Posted by: My homie is a New God on 9/1/2014 3:10:10 PM
I was able to beat a Nightcrawler team by perplexing up Orion from Slosh's attack to a fourteen and pc twice....

Posted by: My homie is a New God on 9/1/2014 3:07:26 PM
I think many have missed the title of this article. Because you did indeed come up with a way to never lose to Nightcrawler. Of course, I would like to see what happens after the opponent gets through rubbing their shin and the fire is put out. There are some things I wouls pay to see.

Posted by: Greth on 9/2/2011 5:43:54 AM
I bet Halo and Gears characters are making Kurt nervous with their fancy grenades ;)

Posted by: Kragnorak on 9/1/2011 10:28:54 AM
If you really want to beat him, fight fire with fire and use Zen-hatten

Posted by: Lord Logan on 8/31/2011 3:07:35 PM
I for one will be glad to see Nightcrawler and cosmic spidey retired. I never play either, though I may play fuzzy elf once in a high point game to play Excalibur.

Posted by: inspired stranger on 8/31/2011 1:45:41 PM
LOL... HrC players often feel that way about SN Zombie Hulk. I have yet to see a HrC game where Z. Hulk doesn't mop up the map, and his player loses.

Posted by: Mesch on 8/30/2011 7:54:24 AM
Never tell me the odds.
How u take this article depends on how you play heroclix
lamb or lion,all it takes is one hit and he's going to sleep
cheese just let's u see how good u are in my opion.
and we don't get down like that at the lair.
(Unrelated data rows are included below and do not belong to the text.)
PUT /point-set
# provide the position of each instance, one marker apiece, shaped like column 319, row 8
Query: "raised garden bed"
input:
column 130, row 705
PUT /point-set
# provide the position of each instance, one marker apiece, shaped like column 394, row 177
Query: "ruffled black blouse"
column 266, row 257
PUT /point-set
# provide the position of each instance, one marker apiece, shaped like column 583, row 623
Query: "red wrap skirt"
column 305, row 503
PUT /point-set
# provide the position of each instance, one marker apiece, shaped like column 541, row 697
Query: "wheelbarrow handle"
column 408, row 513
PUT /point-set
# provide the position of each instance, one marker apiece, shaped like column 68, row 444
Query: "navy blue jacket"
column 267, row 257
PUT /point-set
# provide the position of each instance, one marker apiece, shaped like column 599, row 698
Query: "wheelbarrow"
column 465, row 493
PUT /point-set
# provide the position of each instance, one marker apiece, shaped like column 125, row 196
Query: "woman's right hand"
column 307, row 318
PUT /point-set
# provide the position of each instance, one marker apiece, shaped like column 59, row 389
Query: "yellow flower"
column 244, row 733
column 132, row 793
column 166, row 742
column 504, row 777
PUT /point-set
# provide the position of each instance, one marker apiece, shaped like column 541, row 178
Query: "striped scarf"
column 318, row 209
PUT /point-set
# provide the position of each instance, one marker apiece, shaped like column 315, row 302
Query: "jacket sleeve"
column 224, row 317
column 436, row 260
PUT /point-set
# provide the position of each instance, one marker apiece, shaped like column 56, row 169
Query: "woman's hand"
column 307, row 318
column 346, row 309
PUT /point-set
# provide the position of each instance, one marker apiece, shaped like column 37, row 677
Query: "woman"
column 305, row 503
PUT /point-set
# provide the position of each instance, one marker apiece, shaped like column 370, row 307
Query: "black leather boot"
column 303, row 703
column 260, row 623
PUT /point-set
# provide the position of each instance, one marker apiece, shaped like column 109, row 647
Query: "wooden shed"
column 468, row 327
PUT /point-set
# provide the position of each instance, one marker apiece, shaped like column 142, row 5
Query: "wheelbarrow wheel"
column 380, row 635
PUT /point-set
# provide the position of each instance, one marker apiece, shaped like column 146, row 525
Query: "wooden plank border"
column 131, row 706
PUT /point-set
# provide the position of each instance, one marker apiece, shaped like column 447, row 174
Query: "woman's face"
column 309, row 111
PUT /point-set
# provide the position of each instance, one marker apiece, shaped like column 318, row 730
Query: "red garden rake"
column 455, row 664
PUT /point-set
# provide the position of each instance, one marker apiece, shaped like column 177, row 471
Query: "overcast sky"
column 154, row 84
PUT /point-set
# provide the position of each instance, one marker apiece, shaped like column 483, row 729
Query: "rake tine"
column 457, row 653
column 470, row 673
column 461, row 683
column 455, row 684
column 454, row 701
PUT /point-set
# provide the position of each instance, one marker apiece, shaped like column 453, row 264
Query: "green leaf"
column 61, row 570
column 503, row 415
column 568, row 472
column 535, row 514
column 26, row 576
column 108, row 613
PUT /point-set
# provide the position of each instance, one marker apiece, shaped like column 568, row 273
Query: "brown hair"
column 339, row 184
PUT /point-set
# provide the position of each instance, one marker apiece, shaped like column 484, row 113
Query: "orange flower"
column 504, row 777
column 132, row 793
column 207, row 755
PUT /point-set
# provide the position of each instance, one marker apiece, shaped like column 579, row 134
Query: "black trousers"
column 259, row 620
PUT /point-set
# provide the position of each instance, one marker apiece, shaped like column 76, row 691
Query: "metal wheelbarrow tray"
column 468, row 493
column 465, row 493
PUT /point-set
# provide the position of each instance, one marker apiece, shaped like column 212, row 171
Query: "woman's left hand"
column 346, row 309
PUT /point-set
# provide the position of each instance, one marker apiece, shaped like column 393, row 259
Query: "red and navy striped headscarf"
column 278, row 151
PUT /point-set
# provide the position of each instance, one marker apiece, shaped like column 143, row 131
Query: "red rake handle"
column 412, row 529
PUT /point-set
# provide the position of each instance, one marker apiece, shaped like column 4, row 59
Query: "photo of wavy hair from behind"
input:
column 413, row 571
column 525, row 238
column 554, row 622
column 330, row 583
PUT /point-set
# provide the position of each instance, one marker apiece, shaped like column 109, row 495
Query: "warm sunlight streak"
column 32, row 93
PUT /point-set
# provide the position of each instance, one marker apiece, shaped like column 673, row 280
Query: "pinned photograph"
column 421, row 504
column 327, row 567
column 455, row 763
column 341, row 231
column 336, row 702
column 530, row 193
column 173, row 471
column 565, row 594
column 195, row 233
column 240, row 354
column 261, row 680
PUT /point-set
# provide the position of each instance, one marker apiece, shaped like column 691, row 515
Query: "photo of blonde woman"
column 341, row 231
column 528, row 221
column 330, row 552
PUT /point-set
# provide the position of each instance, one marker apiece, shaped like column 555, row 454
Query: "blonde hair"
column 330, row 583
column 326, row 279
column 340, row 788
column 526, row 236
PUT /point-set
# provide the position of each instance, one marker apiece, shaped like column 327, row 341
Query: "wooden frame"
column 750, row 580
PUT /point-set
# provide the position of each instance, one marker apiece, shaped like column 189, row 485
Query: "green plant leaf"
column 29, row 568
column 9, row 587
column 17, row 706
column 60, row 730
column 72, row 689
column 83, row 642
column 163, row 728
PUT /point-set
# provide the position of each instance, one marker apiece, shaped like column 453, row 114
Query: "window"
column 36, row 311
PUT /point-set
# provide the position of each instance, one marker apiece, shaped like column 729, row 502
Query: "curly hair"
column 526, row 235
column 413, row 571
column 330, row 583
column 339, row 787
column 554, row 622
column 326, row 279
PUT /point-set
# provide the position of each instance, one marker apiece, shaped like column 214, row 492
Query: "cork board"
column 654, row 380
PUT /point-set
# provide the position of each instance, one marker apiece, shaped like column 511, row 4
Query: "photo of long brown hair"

Posted by: Klixkiller on 8/29/2011 9:28:03 PM
Entertaining article!

Posted by: CaptainAmeribrad on 8/29/2011 9:01:40 PM
I feel that I should have some cheese with this article considering all the whine that came with it..

Posted by: Namic on 8/29/2011 7:26:04 PM
This article has WIN all over it

Posted by: Alex M. on 8/29/2011 7:20:32 PM
@ Supreme - lol.

Posted by: WizardId on 8/29/2011 4:13:18 PM
Nightcrawler is a great piece. The problem is that white powers don't follow the point cost formula. His is really worth an addition 30 points or so, more if you look at the arc of the game over the years.

There is actually a quite simple way to make Nightcrawler players cry, but it takes a piece that is over 100 points more which goes to show how buff Kurt is. Just have WoS Iron Man fly up to him (Stark is indomitable so this is easy) and Force Blast him for free into the nearest wall.

Doing this over and over is both hilarious and cheap, and is a good way to teach cheesemeisters a lesson.

Avoiding cheese, I would still choose characters with Force Blast and work positionally. Sometimes it is enough to force NC to push off those first two dangerous clicks.

Posted by: Kragnorak on 8/29/2011 2:39:21 PM
The problem isn't beating Bencrawler, it's learning to play him well without handing your opponent 86 points.

Posted by: CallMeMOTO on 8/29/2011 1:13:16 PM
play this.... heimdall,leech, harry leland,kid zoom and lightspeedx3.

seems to nerf just about everything in modern age.

Posted by: supremepontiff on 8/29/2011 12:29:46 PM
How douchey.
How do you beat nightcrawler?
bring some perplexers (con artists in golden), a beatstick with high attack value and charge. Preferably a flier, Tk them up to Nightcrawler and beat the piss out of him.
Lather rinse repeat. Then worry about the rest of the team.

Posted by: Johnwhite on 8/29/2011 11:08:01 AM
Never had much trouble with Nightcrawler. I typically pound the rest of the opponent's team until the blue goblin is the only thing left, then concentrate my entire remaining team on him. VICTORY!!:)

Posted by: x.law22 on 8/29/2011 10:33:00 AM
Bullseye and Pulsewave.
Other than that, good luck.

Posted by: Megalotusman on 8/29/2011 9:22:38 AM
Nice article!

Posted by: Jason Williams (JR) on 8/29/2011 9:16:30 AM
Use Bullseye, he has a 12 AV he ignores super sences and shape change, and you can thunderbolt him to ultimate ta to see through stealth. Now all you have to roll is a 7. Then you hit him for three (unless you have a perplexer on your team. Then you have knocked the little blue elf off his effective clicks.